Combining a new hybrid nominal mass platform and intelligent data acquisition to enable highly multiplexed targeted proteomics

Importance of the Topic

Targeted proteomics plays a pivotal role in clinical research, biomarker validation and quality control. Achieving high sensitivity, specificity and throughput in peptide quantitation is essential for translating discovery data into robust assays. The integration of advanced mass spectrometry platforms with intelligent data acquisition strategies addresses challenges in assay development and performance.

Objectives and Study Overview

This study evaluates the Thermo Scientific Stellar MS—a hybrid quadrupole and linear ion trap system—for high‐multiplexed, targeted proteomics. Key goals include comparing its quantitative performance against a triple quadrupole instrument, building large‐scale assays using the PQ500 reference peptide kit in plasma and E. coli digests in HeLa matrix, and assessing the benefits of the Adaptive RT alignment algorithm.

Methodology and Instrumentation

The workflow leverages PRM Conductor within Skyline to automate precursor selection and method creation. Real‐time chromatogram alignment (Adaptive RT) narrows scheduling windows down to 0.35–0.6 min, enhancing throughput. Discovery data for E. coli and HeLa mixtures were acquired by gas‐phase‐fractionation DIA on Stellar MS. Absolute quantitation used heavy peptide standards and Prosit‐predicted spectral libraries. LC separations employed a Vanquish Neo UHPLC system with gradients from 30 min at 0.45 µL/min up to 100 SPD at 1.8 µL/min.

Used Instrumentation

• Thermo Scientific Stellar MS (hybrid Q‐LIT) for PRM and DIA
• Thermo Scientific TSQ Altis Plus triple quadrupole for comparison
• Vanquish Neo UHPLC for nano-flow separation
• Skyline with PRM Conductor and Prosit integration

Main Results and Discussion

Stellar MS delivered over 10× lower limits of quantitation (LOQ) and approximately 2× lower limits of detection (LOD) compared to the triple quadrupole. Parallel accumulation in PRM provided extended ion injection times, boosting sensitivity. High multiplex assays (804 light/heavy peptides) yielded more than six data points per peak and coefficients of variation below 20%. Throughput scaled from 60 to 100 sample processing days (SPD) with only modest performance loss.
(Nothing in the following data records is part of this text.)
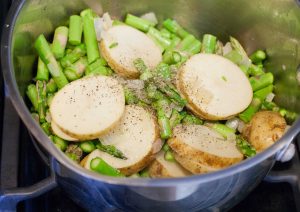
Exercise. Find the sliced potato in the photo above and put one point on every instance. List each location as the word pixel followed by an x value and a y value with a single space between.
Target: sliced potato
pixel 216 88
pixel 89 107
pixel 57 131
pixel 136 136
pixel 161 168
pixel 194 167
pixel 203 145
pixel 130 44
pixel 264 129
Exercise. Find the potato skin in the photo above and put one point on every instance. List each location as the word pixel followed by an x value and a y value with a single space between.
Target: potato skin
pixel 264 129
pixel 193 166
pixel 197 156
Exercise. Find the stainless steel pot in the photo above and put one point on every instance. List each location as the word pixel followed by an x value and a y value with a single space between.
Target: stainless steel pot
pixel 273 25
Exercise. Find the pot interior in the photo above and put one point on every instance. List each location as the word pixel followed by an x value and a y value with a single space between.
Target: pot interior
pixel 270 25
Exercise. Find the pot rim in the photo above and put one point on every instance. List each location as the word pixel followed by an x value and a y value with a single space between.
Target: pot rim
pixel 43 140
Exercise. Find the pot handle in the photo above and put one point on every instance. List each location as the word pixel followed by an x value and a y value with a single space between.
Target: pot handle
pixel 10 194
pixel 9 198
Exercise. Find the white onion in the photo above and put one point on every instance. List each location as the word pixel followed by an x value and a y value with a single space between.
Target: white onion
pixel 241 126
pixel 150 17
pixel 270 97
pixel 289 153
pixel 227 48
pixel 231 137
pixel 233 123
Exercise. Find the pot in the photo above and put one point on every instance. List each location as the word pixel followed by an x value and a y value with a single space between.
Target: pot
pixel 272 25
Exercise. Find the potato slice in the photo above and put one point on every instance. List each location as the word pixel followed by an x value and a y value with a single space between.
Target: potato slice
pixel 161 168
pixel 136 136
pixel 89 107
pixel 216 88
pixel 129 44
pixel 203 145
pixel 264 129
pixel 194 167
pixel 57 131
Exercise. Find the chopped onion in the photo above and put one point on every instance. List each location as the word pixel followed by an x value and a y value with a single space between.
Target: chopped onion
pixel 270 97
pixel 48 117
pixel 135 84
pixel 227 48
pixel 233 123
pixel 289 153
pixel 231 137
pixel 241 126
pixel 150 17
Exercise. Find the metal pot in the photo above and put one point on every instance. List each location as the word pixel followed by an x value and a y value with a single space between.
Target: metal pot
pixel 273 25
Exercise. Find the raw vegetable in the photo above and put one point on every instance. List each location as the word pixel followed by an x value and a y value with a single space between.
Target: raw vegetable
pixel 100 101
pixel 201 82
pixel 129 48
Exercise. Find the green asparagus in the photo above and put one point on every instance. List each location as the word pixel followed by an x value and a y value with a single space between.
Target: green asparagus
pixel 209 44
pixel 100 166
pixel 89 33
pixel 110 149
pixel 48 58
pixel 75 30
pixel 60 41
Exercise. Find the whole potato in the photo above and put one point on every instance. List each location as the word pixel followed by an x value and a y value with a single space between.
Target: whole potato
pixel 264 129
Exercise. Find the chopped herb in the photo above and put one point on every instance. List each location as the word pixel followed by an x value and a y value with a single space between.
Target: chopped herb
pixel 113 45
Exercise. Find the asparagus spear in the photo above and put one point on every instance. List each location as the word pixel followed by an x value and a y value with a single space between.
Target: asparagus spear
pixel 59 41
pixel 164 124
pixel 51 86
pixel 42 71
pixel 191 119
pixel 169 156
pixel 175 28
pixel 75 30
pixel 176 118
pixel 139 23
pixel 73 56
pixel 74 152
pixel 163 120
pixel 89 33
pixel 255 70
pixel 263 93
pixel 76 70
pixel 46 128
pixel 261 81
pixel 234 56
pixel 48 58
pixel 155 34
pixel 33 96
pixel 186 42
pixel 41 98
pixel 50 97
pixel 251 110
pixel 98 67
pixel 130 97
pixel 209 43
pixel 87 146
pixel 110 149
pixel 100 166
pixel 258 56
pixel 194 47
pixel 61 144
Benefits and Practical Applications

• Dramatic sensitivity gains enable detection of low‐abundance biomarkers.
• Automated method creation reduces assay development time.
• Adaptive RT ensures robust scheduling across variable chromatographic conditions.
• DIA-based discovery seamlessly feeds targeted assay design.

Future Trends and Applications

Emerging trends include deeper multiplexing via advanced parallel accumulation strategies, integration of machine learning for retention time and spectrum prediction, and expansion into clinical diagnostic workflows. Real‐time alignment and retrospective transition selection are expected to further streamline large‐scale proteomic studies.

Conclusion

The Thermo Scientific Stellar MS, combined with PRM Conductor and Adaptive RT, overcomes traditional barriers in targeted proteomics. It offers superior sensitivity, high reproducibility and rapid assay development, facilitating translation of discovery research into quantitative assays.

References

1. Serrano et al. Molecular & Cellular Proteomics, 2024, 23(5), 100760.
2. PRM Conductor Walkthrough. panoramaweb.org/prm_conductor.url.
3. Remes et al. Analytical Chemistry, 2020, 92(17), 11809.
4. Pinot et al. Journal of Proteome Research, 2020, 19(3), 1147.
5. Remes et al. BioRxiv preprint, 2024. DOI:10.1101/2024.05.31.596848.